My LO is also behaving this way... A pediatric nurse told me that babies can teethe anywhere from birth (some babies are born with teeth, I was told!) until way into toddlerhood... Thanks for the rec on the teething drops, soybeansmama!


----------



## california_mom (Sep 30, 2007)

I was told that there are two stages to teething. The first is when the teeth move in the jaw, then the second is the typical teething in later months. Both stages are painful/uncomfortable. I have yet to get confirmation that there is a "Stage 1" from a dentist (even though my brother is one, but he says it's not his specialty. Apparently, knowing what happens when you're an infant is a "specialty"







.)

My son was teething at 9 weeks also... it comes and goes...
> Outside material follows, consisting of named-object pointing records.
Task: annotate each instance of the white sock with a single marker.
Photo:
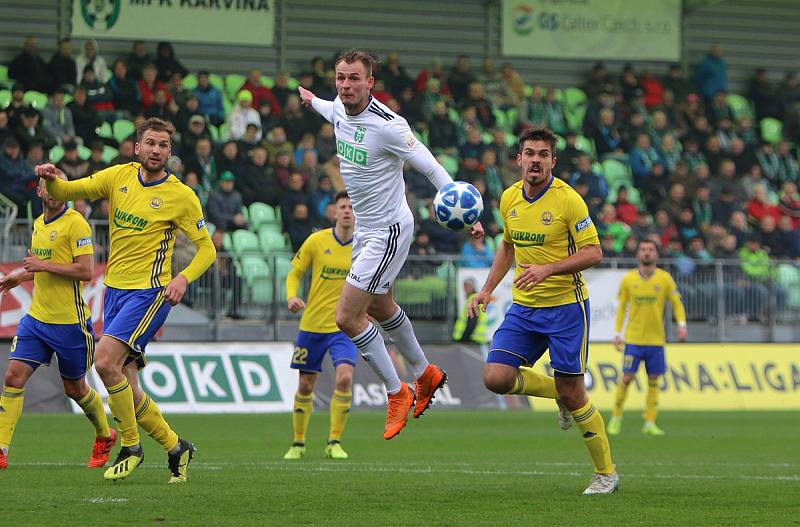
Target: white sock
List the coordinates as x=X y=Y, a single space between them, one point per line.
x=399 y=328
x=370 y=343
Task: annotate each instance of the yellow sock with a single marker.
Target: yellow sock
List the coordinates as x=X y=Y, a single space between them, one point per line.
x=148 y=416
x=301 y=415
x=10 y=409
x=120 y=400
x=651 y=401
x=619 y=399
x=92 y=406
x=529 y=382
x=340 y=409
x=593 y=430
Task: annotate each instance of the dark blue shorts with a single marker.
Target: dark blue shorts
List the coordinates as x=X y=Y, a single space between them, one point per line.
x=653 y=356
x=73 y=344
x=527 y=332
x=133 y=316
x=310 y=348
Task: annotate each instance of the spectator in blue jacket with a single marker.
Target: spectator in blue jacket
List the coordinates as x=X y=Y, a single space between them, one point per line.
x=642 y=159
x=711 y=75
x=209 y=99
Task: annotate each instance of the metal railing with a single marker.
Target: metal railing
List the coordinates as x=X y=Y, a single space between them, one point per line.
x=719 y=294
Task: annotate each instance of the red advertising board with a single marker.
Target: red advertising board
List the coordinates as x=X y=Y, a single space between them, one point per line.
x=15 y=303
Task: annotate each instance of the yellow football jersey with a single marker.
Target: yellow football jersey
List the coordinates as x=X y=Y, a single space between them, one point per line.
x=143 y=218
x=330 y=260
x=544 y=229
x=60 y=240
x=644 y=300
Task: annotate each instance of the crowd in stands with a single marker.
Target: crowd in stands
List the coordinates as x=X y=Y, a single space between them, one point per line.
x=676 y=157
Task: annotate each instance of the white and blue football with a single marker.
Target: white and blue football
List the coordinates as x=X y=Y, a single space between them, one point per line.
x=458 y=206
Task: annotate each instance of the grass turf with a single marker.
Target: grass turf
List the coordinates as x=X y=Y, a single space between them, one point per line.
x=448 y=468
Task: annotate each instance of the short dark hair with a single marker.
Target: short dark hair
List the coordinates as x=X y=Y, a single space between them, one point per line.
x=155 y=124
x=538 y=134
x=364 y=57
x=647 y=240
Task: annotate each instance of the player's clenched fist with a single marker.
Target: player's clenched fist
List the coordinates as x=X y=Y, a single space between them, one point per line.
x=305 y=96
x=47 y=171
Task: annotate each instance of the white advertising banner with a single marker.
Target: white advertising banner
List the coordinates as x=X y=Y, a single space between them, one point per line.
x=602 y=283
x=592 y=29
x=219 y=377
x=213 y=21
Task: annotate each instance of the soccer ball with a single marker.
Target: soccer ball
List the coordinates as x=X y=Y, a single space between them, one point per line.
x=458 y=206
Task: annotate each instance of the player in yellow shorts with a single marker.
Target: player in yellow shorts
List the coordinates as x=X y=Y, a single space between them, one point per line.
x=643 y=294
x=550 y=235
x=61 y=256
x=328 y=252
x=147 y=205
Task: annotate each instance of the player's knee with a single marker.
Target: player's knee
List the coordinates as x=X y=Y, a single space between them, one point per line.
x=75 y=391
x=14 y=379
x=497 y=383
x=344 y=383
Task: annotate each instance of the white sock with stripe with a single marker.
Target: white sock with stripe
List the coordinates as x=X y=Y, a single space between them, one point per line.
x=399 y=328
x=373 y=350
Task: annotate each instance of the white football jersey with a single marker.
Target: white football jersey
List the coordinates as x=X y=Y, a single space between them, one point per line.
x=372 y=147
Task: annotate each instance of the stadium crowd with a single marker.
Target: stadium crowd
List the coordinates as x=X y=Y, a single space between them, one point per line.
x=674 y=157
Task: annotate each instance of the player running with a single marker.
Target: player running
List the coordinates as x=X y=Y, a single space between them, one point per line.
x=60 y=257
x=147 y=205
x=372 y=143
x=550 y=235
x=328 y=252
x=643 y=294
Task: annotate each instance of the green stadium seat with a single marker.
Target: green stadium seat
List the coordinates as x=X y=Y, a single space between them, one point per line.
x=260 y=214
x=36 y=99
x=257 y=279
x=616 y=173
x=512 y=115
x=190 y=82
x=123 y=129
x=105 y=130
x=109 y=153
x=771 y=130
x=501 y=119
x=585 y=145
x=574 y=98
x=272 y=241
x=739 y=105
x=233 y=83
x=217 y=81
x=224 y=131
x=244 y=242
x=56 y=153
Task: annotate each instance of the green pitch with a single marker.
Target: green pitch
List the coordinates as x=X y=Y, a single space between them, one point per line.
x=447 y=468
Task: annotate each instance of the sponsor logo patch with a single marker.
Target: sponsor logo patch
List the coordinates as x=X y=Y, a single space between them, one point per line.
x=585 y=222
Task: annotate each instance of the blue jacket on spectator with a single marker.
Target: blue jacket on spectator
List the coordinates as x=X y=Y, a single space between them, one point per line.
x=210 y=102
x=712 y=76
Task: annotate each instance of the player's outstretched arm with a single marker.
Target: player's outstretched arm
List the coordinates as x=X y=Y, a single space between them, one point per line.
x=14 y=278
x=309 y=100
x=205 y=256
x=92 y=187
x=503 y=259
x=81 y=268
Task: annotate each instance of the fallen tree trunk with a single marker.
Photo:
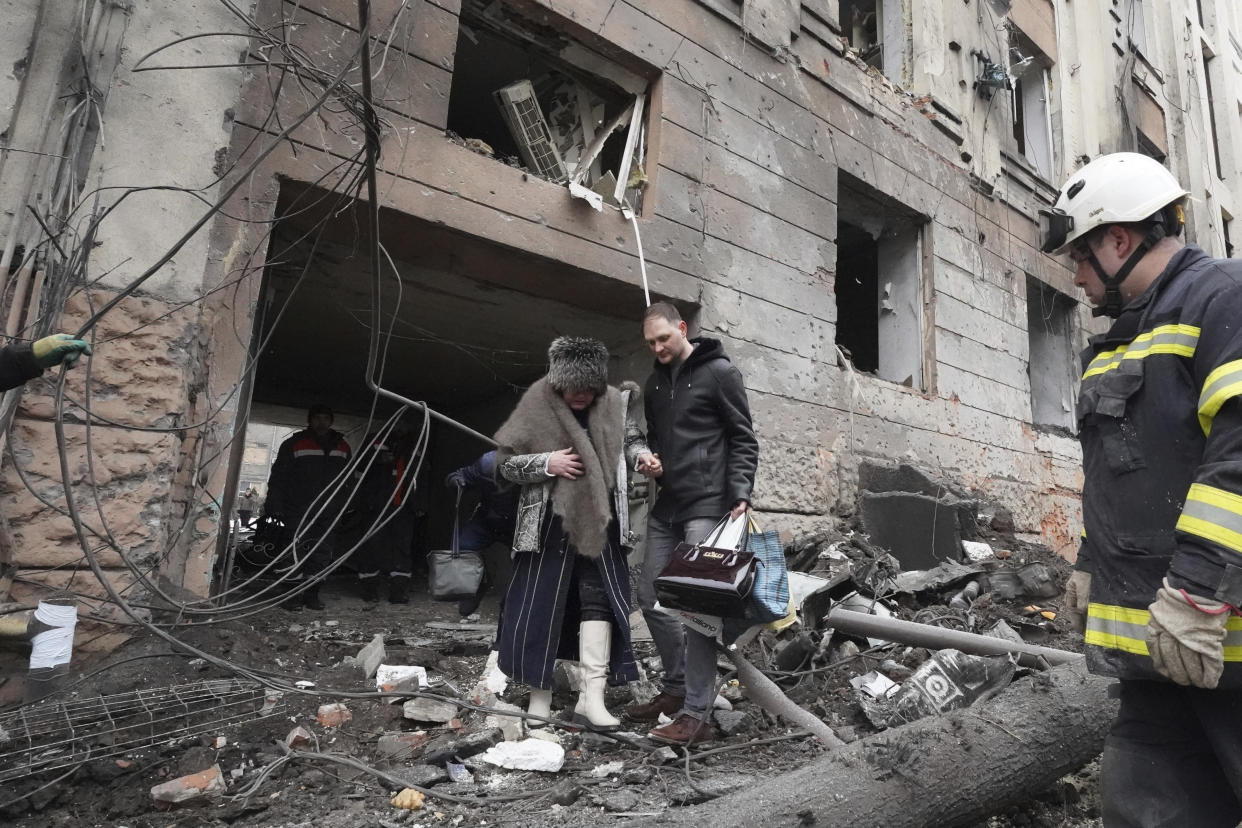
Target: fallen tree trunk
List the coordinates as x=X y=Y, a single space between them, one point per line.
x=949 y=770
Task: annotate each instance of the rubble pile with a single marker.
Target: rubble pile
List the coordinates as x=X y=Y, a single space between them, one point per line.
x=446 y=740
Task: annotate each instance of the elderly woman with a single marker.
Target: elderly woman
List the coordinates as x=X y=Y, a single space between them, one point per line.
x=569 y=445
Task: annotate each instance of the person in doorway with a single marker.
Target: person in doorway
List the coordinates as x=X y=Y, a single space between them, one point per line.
x=703 y=454
x=385 y=499
x=491 y=522
x=1159 y=577
x=246 y=505
x=566 y=445
x=302 y=493
x=21 y=363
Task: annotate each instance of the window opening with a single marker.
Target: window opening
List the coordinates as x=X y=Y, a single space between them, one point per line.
x=1138 y=26
x=879 y=283
x=1050 y=330
x=1032 y=91
x=1211 y=114
x=876 y=30
x=535 y=98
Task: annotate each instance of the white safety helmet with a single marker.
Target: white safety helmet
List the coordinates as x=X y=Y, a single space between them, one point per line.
x=1113 y=189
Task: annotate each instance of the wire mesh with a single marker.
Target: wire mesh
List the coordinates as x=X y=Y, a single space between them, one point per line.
x=58 y=734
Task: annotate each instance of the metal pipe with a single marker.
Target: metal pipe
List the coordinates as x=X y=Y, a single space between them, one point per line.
x=907 y=632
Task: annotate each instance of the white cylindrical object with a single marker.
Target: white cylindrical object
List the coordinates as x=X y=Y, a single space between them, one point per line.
x=54 y=644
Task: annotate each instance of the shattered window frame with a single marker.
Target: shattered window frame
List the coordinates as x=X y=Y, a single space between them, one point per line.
x=1032 y=96
x=539 y=109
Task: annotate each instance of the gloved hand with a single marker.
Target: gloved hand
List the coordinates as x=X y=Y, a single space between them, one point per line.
x=52 y=350
x=1073 y=602
x=1186 y=636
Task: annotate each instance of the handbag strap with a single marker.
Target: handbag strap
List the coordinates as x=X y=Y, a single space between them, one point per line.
x=457 y=513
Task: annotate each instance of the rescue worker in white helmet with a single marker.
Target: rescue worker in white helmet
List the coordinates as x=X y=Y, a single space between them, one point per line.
x=1159 y=572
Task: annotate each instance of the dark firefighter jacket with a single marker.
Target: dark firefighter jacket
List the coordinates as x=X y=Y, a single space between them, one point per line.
x=701 y=428
x=1160 y=425
x=304 y=467
x=386 y=474
x=16 y=366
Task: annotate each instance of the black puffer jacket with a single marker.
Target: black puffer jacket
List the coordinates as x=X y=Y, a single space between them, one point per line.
x=16 y=365
x=702 y=431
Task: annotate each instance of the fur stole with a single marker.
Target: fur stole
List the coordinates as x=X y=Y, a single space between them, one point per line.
x=543 y=422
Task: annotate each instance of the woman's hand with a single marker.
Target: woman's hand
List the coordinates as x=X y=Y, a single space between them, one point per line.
x=565 y=463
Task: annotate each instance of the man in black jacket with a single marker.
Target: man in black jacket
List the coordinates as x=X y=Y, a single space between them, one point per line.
x=22 y=363
x=703 y=452
x=307 y=466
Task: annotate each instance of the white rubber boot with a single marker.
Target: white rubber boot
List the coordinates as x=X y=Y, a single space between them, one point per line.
x=539 y=705
x=594 y=647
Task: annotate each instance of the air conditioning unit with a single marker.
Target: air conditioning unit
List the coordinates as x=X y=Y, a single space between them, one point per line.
x=529 y=129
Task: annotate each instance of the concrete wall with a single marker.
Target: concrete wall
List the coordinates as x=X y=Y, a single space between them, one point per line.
x=753 y=117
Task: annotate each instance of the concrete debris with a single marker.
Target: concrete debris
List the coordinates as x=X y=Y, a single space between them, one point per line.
x=874 y=684
x=513 y=728
x=622 y=801
x=525 y=755
x=422 y=709
x=193 y=786
x=463 y=746
x=409 y=800
x=948 y=680
x=299 y=738
x=566 y=793
x=371 y=656
x=1030 y=581
x=493 y=677
x=940 y=576
x=918 y=530
x=400 y=744
x=400 y=678
x=976 y=550
x=665 y=755
x=544 y=734
x=333 y=715
x=607 y=769
x=729 y=721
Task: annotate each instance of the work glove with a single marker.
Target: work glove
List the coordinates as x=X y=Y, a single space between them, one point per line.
x=1073 y=602
x=1186 y=637
x=52 y=350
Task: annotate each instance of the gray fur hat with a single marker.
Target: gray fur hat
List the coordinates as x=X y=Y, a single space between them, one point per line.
x=578 y=364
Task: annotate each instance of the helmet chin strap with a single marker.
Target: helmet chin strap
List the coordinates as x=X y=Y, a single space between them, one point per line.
x=1113 y=303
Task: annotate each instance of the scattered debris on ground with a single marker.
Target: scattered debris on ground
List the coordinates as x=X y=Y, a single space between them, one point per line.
x=401 y=719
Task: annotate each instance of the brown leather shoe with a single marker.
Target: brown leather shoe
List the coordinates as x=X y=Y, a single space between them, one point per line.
x=684 y=730
x=666 y=704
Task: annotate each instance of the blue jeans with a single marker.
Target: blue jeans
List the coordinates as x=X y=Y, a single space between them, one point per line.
x=688 y=656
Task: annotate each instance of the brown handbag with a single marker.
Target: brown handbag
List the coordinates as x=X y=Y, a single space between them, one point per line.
x=709 y=580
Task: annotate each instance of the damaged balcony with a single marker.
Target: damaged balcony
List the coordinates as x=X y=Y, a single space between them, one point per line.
x=534 y=97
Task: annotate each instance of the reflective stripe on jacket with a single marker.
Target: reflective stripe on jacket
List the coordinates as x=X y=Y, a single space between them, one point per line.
x=1161 y=437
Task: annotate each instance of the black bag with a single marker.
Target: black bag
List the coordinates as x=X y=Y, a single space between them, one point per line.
x=708 y=580
x=453 y=574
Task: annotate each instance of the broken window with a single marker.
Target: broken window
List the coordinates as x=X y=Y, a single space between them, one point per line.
x=1209 y=68
x=534 y=97
x=1032 y=92
x=1137 y=25
x=876 y=29
x=1052 y=368
x=879 y=283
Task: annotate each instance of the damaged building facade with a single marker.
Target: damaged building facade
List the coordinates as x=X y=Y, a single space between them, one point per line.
x=840 y=190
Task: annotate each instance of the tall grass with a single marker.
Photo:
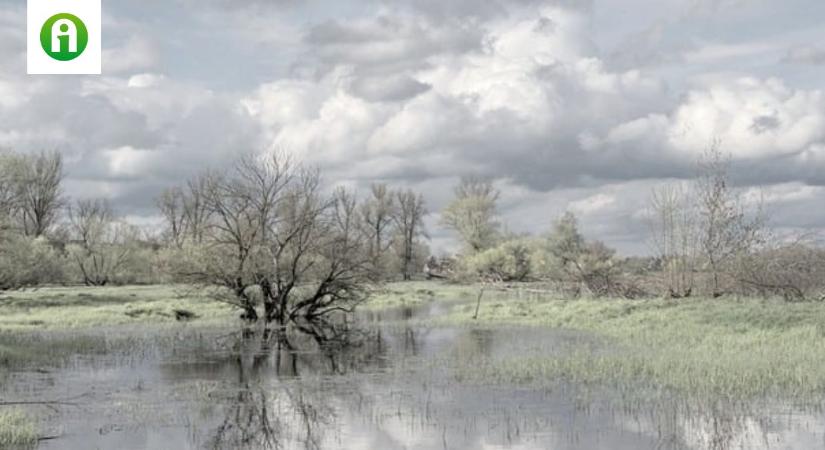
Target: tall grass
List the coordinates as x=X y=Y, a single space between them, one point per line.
x=17 y=429
x=721 y=348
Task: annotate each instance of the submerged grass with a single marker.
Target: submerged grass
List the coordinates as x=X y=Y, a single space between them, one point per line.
x=17 y=429
x=726 y=347
x=87 y=307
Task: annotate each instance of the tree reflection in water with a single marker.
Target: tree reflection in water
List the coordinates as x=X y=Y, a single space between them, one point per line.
x=272 y=409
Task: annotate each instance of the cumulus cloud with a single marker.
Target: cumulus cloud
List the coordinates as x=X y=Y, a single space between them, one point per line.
x=418 y=93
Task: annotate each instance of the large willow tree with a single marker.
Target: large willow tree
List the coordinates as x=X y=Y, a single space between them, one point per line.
x=277 y=246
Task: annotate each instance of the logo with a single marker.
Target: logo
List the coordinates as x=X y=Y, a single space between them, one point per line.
x=64 y=37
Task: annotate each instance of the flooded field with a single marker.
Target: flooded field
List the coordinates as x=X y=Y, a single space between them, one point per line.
x=396 y=383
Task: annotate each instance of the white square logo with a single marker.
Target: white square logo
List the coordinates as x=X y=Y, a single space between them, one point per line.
x=63 y=36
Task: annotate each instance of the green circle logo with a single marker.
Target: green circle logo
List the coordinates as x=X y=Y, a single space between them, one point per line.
x=64 y=37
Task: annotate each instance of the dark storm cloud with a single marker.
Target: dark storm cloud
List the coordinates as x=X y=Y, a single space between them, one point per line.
x=566 y=104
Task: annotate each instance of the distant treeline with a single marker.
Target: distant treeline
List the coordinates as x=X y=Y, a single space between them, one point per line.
x=266 y=234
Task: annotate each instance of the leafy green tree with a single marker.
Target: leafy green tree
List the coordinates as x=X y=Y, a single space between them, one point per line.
x=473 y=213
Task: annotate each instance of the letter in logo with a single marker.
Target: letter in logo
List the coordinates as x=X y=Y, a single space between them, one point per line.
x=64 y=37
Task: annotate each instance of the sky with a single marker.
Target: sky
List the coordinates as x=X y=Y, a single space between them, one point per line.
x=567 y=105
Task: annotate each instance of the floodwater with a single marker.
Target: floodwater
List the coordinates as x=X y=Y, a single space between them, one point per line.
x=392 y=385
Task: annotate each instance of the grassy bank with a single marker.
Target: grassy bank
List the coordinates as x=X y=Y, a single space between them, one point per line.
x=727 y=347
x=417 y=293
x=17 y=429
x=86 y=307
x=720 y=348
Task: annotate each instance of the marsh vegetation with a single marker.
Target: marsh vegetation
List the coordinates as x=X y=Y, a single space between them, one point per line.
x=270 y=310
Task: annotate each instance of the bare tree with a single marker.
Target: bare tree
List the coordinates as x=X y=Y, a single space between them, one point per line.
x=195 y=211
x=790 y=267
x=472 y=214
x=377 y=213
x=274 y=240
x=727 y=227
x=675 y=237
x=409 y=220
x=40 y=197
x=102 y=246
x=588 y=264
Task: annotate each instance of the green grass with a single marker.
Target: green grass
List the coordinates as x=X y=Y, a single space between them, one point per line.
x=415 y=293
x=726 y=347
x=17 y=429
x=719 y=348
x=86 y=307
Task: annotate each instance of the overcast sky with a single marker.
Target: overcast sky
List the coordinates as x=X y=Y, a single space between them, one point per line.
x=568 y=105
We used Hylands Teething gel, which my husband swears by. I'm not so sure it worked. I think by the time we ended up giving it to ds, he was so tired that he would have fallen asleep regardless of the gel. We now have the teething tablets, but haven't tried them yet.


----------



## Smokering (Sep 5, 2007)

Hmm. My DD's 14 weeks and has been doing the same for a few weeks. I asked my mother if it was too early for teething and she gave one of those grim 'Hah!' sounds that indicates no, it isn't.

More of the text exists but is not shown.